Bonne question! En fait, j’ai deux versions. Tout dépend du taf pour lequel je postule. Par exemple j’ai postulé à un poste de vente. La nana m’a demandé si j’avais de l’expérience, j’ai décidé de jouer carte sur table. « Oui j’ai été vendeuse dans un sex shop » Elle a été impressionnée, elle m’a dit que c’était courageux et que je devrait le mettre dans mon CV. Pas sûre que tout le monde soit ouvert à ce point là. Mais dans certains cas, ça peut être un plus. Par contre pour une candidature sur internet, les mecs voient sex shop, ils te zappent direct. Mais dans les entretiens direct, j’hésite pas à le dire car souvent ça fait rire et ça désamorce le truc.

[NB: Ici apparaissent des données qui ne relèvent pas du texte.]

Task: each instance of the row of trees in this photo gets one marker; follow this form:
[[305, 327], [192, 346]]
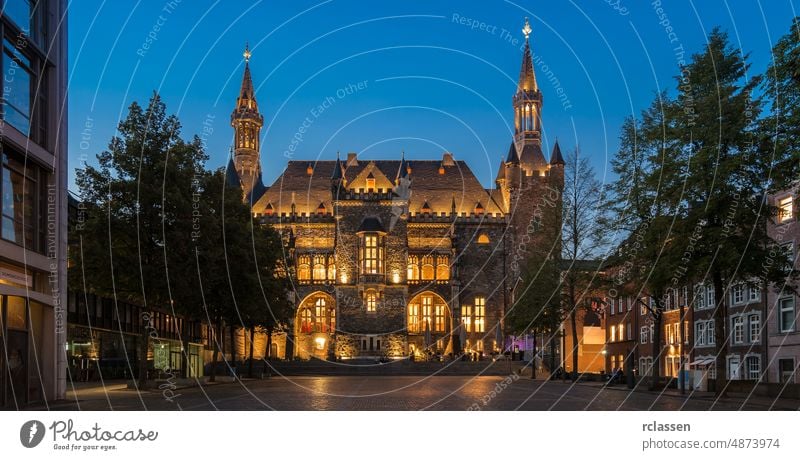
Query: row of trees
[[165, 233], [690, 201]]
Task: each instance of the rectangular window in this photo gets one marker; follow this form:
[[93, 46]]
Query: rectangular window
[[786, 370], [785, 209], [753, 364], [786, 315], [371, 255], [755, 328], [737, 294], [711, 338], [480, 314], [738, 329]]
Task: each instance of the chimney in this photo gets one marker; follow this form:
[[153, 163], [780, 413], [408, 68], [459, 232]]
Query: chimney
[[447, 159]]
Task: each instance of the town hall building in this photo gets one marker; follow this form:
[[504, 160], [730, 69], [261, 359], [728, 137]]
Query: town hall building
[[392, 258]]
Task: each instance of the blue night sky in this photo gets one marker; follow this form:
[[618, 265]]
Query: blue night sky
[[429, 81]]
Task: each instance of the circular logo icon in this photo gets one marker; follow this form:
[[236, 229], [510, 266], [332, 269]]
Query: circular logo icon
[[31, 433]]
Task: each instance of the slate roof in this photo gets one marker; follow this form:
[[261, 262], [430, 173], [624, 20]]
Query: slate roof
[[308, 191]]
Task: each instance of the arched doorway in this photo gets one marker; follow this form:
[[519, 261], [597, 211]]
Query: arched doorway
[[315, 324], [428, 320]]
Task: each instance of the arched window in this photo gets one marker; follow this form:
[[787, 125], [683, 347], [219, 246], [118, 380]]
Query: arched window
[[413, 317], [413, 268], [442, 267], [371, 301], [331, 269], [303, 268], [427, 268], [319, 268], [305, 320], [319, 315]]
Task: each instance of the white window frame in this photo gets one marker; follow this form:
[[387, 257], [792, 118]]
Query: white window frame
[[783, 328]]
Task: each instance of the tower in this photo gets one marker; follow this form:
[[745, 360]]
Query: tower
[[246, 122], [527, 103]]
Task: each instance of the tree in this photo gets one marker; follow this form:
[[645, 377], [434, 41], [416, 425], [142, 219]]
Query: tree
[[138, 216], [583, 237]]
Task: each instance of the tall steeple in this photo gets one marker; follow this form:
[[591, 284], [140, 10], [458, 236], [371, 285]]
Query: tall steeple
[[247, 123], [527, 104]]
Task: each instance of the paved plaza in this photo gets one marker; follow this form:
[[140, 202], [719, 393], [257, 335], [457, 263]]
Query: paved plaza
[[404, 393]]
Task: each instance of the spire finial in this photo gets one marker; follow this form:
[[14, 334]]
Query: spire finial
[[247, 52], [527, 29]]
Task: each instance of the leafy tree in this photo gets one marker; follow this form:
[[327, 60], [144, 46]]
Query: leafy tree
[[138, 216]]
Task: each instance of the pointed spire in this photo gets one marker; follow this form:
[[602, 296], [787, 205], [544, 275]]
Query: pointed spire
[[556, 158], [337, 169], [247, 95], [512, 157], [527, 79]]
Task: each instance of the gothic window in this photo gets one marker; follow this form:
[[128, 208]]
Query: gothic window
[[413, 268], [371, 301], [442, 268], [319, 268], [319, 315], [304, 268], [466, 317], [480, 314], [427, 267], [371, 254], [413, 317], [305, 320], [439, 322], [427, 310], [331, 269]]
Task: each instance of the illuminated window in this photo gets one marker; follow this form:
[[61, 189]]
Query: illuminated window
[[319, 268], [371, 255], [319, 315], [785, 209], [442, 267], [413, 317], [480, 314], [303, 268], [427, 310], [427, 268], [372, 301], [331, 268], [441, 311], [466, 317], [305, 320], [413, 268]]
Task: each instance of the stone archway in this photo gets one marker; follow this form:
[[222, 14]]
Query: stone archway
[[315, 325], [429, 308]]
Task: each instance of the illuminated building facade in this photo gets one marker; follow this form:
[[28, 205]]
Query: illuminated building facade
[[397, 257]]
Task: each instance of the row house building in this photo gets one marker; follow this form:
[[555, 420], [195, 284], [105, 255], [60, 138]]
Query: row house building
[[763, 342]]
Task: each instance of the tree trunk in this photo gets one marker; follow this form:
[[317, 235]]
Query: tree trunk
[[217, 344], [574, 323], [250, 364], [655, 372], [233, 347], [145, 344], [720, 323], [268, 351]]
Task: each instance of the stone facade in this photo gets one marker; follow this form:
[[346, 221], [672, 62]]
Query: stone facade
[[391, 258]]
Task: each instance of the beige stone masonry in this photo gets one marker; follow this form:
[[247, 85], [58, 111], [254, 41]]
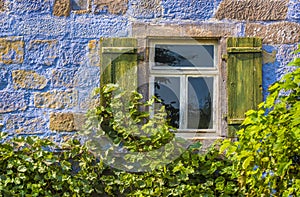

Au final je trouve sain qu’une meuf témoigne de ce genre d’expérience. Ca dédiabolise le truc et ça montre surtout que c’est un business comme un autre en fait.
Bien sûr! Surtout que la sexualité reste assez taboue y compris dans les médias. Le peu de médias qui m’ont contacté pour faire des interviews un peu libres c’est WANKR, VICE ou GET BUSY. C’est dommage que dans les médias français il y ai cette retenue. Dans la société c’est vraiment globalement abordé sur le ton de la rigolade et c’est dommage. C’est un sujet sérieux et du coup le fait de travailler dans ce shop, ça m’a permis d’en parler à des gens et de sensibiliser des gens autour de moi, de dédramatiser le truc. Pour moi c’est vraiment sérieux. Il faut se connaitre, il faut connaitre son partenaire, il faut s’assumer.

Les sex toys en général c’est quelque chose que tu connaissais un peu avant?
Ouais, parce qu’à la base je suis assez curieuse, après je ne connais pas tout ce qui se fait, hein. Ce job m’a permis d’assumer quelque trucs en tout cas! J’ai appris des trucs intéressants, bon après c’est un plus, c’est important. Mais c’est pas ma passion non plus.

En parlant de partenaire, tu avais un mec à l’époque, une nana, j’en sais rien?
Non à l’époque j’avais pas de mec. Après c’est un lieu de rencontres. Les mecs essaient, beaucoup de tentatives de prise de numéros, ce genre de trucs. Mais j’aime pas trop mélanger le boulot avec le reste. En tout cas j’imagine que ça ne doit pas être évident d’être avec quelqu’un quand tu bosses dans ce milieu. Ton partenaire peut penser que tu va faire des « extras ». Et pourtant ça n’a rien à voir. Tu peux parler cul toute la journée sans pour autant être une grosse tainp’.

Tu fais quoi maintenant comme job, maintenant?
Alors, je suis toujours étudiante. Et en ce moment je suis assistante dans la presse. C’est ce que je fais régulièrement. Je suis loin de ce monde là en tout cas, j’ai des horaires de bureau. Je suis toute seule avec mes dossiers, loin de mes godes… Même si ça me manque parfois.

Et concernant le bouquin, ça s’écoule bien?
Ben écoute ça s’annonce bien, un peu de promo, les retours sont bons, tout va bien.

Un mot pour la fin?
Entrez dans des sex shops! Achetez des sex toys, allez voir les vendeurs, les vendeuses. Soyez curieux et aussi lisez mon livre!